Now we must make our sequences to feed to this model, as well as our output vectors.

In [110]:
from keras.preprocessing.sequence import pad_sequences
from sklearn.model_selection import train_test_split

X = pad_sequences(wids, maxlen = INPUT_LEN, padding='post', value=0)
y = tweet_df['target']

X_train, X_test, y_train, y_test = train_test_split(X,y, test_size=0.2)

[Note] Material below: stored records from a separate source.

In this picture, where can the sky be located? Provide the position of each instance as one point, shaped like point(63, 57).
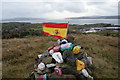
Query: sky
point(57, 9)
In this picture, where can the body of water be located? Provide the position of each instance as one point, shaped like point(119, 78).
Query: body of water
point(71, 21)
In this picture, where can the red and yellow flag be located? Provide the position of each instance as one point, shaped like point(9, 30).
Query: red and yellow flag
point(58, 30)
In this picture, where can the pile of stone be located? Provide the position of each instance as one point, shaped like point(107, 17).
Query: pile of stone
point(62, 61)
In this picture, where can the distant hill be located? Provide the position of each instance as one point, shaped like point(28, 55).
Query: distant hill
point(22, 19)
point(95, 17)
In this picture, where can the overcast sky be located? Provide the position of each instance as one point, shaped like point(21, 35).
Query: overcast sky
point(57, 9)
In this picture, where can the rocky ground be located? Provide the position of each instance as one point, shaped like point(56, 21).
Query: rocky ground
point(18, 54)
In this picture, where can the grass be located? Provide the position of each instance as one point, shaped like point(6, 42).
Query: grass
point(19, 54)
point(36, 29)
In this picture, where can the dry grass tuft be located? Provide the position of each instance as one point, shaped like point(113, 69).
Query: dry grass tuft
point(18, 54)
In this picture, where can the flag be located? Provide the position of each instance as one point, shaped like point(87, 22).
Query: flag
point(58, 30)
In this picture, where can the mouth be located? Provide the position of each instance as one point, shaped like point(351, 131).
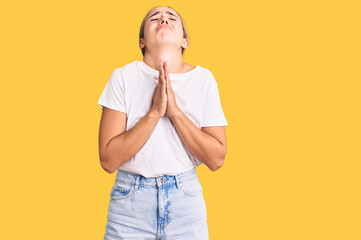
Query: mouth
point(163, 26)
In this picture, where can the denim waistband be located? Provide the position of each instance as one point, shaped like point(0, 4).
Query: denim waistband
point(132, 179)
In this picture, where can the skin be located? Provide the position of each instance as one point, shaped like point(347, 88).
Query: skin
point(163, 53)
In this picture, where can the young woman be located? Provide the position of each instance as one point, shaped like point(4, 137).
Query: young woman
point(161, 118)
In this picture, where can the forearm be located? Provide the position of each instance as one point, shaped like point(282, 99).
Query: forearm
point(204, 147)
point(124, 146)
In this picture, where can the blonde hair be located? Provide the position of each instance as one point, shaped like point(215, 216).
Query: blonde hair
point(141, 32)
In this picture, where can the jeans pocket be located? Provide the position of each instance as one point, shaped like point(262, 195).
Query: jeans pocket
point(192, 187)
point(121, 191)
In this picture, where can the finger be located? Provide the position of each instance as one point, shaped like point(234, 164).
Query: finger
point(162, 78)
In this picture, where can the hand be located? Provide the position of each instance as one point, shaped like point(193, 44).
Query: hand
point(172, 107)
point(160, 96)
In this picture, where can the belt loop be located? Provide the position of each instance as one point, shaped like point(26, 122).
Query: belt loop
point(136, 184)
point(177, 181)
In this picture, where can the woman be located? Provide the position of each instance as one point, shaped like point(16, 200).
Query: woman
point(161, 118)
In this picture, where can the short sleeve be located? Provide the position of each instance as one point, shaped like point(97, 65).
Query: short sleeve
point(113, 96)
point(212, 109)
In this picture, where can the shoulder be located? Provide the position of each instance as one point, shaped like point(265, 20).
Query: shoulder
point(188, 67)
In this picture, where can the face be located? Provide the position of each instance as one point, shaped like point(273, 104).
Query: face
point(163, 27)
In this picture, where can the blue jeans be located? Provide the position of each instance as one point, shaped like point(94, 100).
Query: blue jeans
point(165, 207)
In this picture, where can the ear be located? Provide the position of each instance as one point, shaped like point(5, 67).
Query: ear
point(141, 43)
point(185, 43)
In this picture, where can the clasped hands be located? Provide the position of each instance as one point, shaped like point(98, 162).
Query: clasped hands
point(164, 101)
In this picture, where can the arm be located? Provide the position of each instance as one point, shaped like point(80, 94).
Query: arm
point(208, 144)
point(116, 145)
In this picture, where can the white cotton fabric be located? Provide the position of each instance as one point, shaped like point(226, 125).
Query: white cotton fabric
point(131, 88)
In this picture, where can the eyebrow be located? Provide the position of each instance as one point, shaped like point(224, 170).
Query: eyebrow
point(166, 12)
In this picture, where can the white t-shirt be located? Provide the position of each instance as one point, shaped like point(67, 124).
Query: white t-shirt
point(131, 88)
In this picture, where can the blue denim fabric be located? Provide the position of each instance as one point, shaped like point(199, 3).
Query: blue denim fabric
point(165, 207)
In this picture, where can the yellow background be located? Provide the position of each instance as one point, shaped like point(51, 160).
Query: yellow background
point(289, 81)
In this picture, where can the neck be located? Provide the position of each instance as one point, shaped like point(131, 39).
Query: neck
point(159, 55)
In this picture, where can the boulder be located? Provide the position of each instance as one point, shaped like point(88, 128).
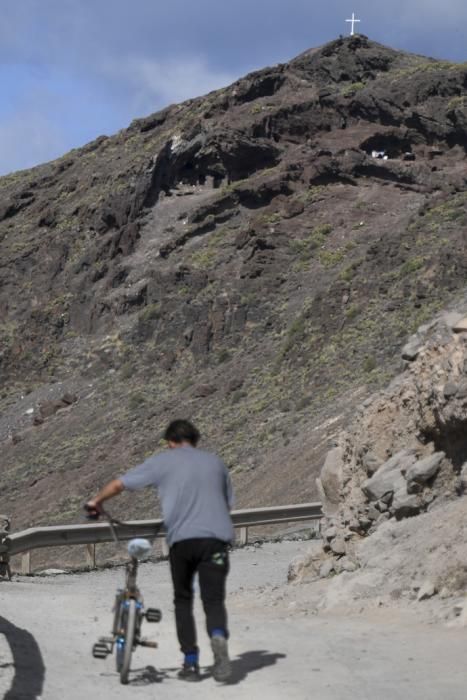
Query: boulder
point(423, 470)
point(370, 463)
point(330, 480)
point(427, 590)
point(388, 478)
point(338, 546)
point(327, 568)
point(346, 564)
point(450, 390)
point(463, 478)
point(411, 350)
point(405, 505)
point(460, 326)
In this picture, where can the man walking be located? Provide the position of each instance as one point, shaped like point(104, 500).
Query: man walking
point(196, 496)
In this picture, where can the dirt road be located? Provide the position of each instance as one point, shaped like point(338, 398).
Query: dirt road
point(279, 649)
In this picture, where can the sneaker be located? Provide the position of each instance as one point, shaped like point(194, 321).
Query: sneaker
point(189, 672)
point(222, 669)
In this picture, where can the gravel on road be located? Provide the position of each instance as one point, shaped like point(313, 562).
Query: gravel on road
point(279, 647)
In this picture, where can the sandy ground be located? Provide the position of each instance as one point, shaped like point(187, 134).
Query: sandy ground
point(280, 648)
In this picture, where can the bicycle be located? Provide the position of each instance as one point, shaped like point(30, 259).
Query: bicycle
point(129, 609)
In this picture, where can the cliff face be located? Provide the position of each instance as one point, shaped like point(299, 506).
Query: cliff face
point(253, 259)
point(394, 485)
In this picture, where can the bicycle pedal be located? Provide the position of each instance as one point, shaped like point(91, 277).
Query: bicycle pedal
point(153, 615)
point(100, 651)
point(148, 643)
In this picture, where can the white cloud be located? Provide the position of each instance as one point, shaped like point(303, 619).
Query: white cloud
point(27, 139)
point(157, 83)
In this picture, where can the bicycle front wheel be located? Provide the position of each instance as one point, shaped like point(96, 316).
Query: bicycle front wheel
point(126, 641)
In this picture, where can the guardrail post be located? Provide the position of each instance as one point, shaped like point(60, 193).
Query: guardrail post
point(243, 536)
point(91, 555)
point(26, 563)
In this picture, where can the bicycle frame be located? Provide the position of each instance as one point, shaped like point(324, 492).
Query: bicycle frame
point(128, 616)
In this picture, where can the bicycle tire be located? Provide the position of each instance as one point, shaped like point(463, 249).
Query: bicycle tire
point(129, 629)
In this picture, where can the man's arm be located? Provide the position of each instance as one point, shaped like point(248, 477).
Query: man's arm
point(113, 488)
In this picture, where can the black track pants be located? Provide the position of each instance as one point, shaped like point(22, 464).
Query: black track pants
point(210, 558)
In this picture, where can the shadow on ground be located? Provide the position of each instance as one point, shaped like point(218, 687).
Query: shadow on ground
point(242, 666)
point(251, 661)
point(28, 664)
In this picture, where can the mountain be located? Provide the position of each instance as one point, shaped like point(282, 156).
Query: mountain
point(253, 259)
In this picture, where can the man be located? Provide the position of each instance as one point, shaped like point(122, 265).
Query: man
point(196, 496)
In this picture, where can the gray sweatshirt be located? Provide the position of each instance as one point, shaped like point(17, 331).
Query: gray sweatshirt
point(194, 489)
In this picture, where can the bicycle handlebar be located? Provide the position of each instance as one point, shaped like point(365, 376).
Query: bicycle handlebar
point(95, 513)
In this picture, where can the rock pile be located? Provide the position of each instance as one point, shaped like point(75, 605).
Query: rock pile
point(406, 453)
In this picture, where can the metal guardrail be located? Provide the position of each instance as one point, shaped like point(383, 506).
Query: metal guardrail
point(91, 534)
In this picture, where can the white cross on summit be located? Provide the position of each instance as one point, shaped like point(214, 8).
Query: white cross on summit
point(353, 20)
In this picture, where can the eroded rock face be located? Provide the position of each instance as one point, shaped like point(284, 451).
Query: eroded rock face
point(406, 452)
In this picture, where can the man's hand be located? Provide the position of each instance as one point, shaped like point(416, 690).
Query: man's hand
point(94, 506)
point(93, 510)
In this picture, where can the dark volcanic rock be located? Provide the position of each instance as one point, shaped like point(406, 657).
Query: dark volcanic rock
point(242, 258)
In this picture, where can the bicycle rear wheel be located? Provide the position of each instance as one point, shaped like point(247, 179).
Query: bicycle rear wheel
point(126, 642)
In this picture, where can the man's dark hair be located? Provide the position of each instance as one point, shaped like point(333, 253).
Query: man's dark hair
point(182, 431)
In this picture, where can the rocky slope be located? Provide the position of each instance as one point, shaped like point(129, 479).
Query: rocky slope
point(394, 485)
point(249, 259)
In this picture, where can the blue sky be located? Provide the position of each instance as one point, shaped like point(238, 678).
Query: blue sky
point(71, 70)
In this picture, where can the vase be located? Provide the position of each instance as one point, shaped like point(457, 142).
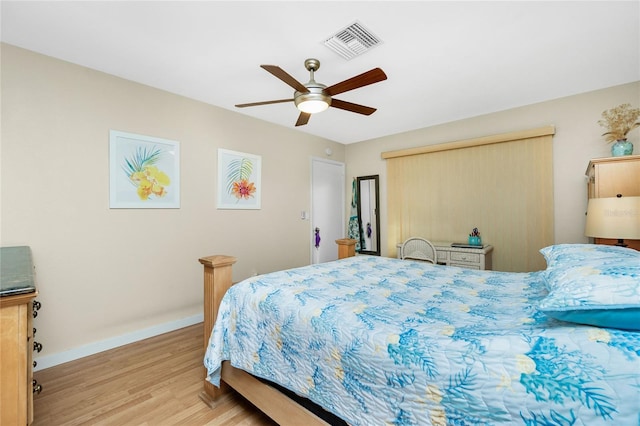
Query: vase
point(621, 147)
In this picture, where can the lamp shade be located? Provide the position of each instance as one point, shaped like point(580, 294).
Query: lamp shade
point(613, 218)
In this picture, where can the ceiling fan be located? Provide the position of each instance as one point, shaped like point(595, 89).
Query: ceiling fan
point(313, 97)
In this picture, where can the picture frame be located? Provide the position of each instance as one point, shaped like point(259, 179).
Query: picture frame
point(239, 180)
point(144, 172)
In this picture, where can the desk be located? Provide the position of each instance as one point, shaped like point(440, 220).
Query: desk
point(471, 258)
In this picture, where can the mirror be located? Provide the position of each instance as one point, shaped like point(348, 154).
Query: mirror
point(368, 208)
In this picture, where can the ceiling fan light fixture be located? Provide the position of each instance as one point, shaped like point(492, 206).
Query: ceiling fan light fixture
point(313, 101)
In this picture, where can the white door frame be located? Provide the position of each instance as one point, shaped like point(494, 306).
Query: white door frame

And finally train the model:

In [111]:
from keras.callbacks import EarlyStopping

lstm_model.fit(X_train,
               y_train,
               batch_size=256,
               epochs=50,
               validation_split=0.2)

Train on 4872 samples, validate on 1218 samples
Epoch 1/50
Epoch 2/50
Epoch 3/50
Epoch 4/50
Epoch 5/50
Epoch 6/50
Epoch 7/50
Epoch 8/50
Epoch 9/50
Epoch 10/50
Epoch 11/50
Epoch 12/50
Epoch 13/50
Epoch 14/50
Epoch 15/50
Epoch 16/50
Epoch 17/50
Epoch 18/50
Epoch 19/50
Epoch 20/50
Epoch 21/50
Epoch 22/50
Epoch 23/50
Epoch 24/50
Epoch 25/50
Epoch 26/50
Epoch 27/50
Epoch 28/50
Epoch 29/50
Epoch 30/50
Epoch 31/50
Epoch 32/50
Epoch 33/50
Epoch 34/50
Epoch 35/50
Epoch 36/50
Epoch 37/50
Epoch 38/50
Epoch 39/50
Epoch 40/50
Epoch 41/50
Epoch 42/50
Epoch 43/50
Epoch 44/50
Epoch 45/50
Epoch 46/50
Epoch 47/50
Epoch 48/50
Epoch 49/50
Epoch 50/50


<keras.callbacks.callbacks.History at 0x7f12b4672a50>

In [112]:
# to see how we did, apply binary mask over our sigmoid output
preds = [1 if x >= 0.5 else 0 for x in lstm_model.predict(X_test)]

In [113]:
from sklearn.metrics import accuracy_score

# and measure binary accuracy
accuracy_score(y_test, preds)

0.7806959947472094

While our model is scoring significantly better than random chance on the test set, we're not in the realm of certaintly that we might have liked. We may still be running into the trouble of too small sequences to form predictions on in our tweet space. We'll have to compare against our traditional methods using TF-IDF.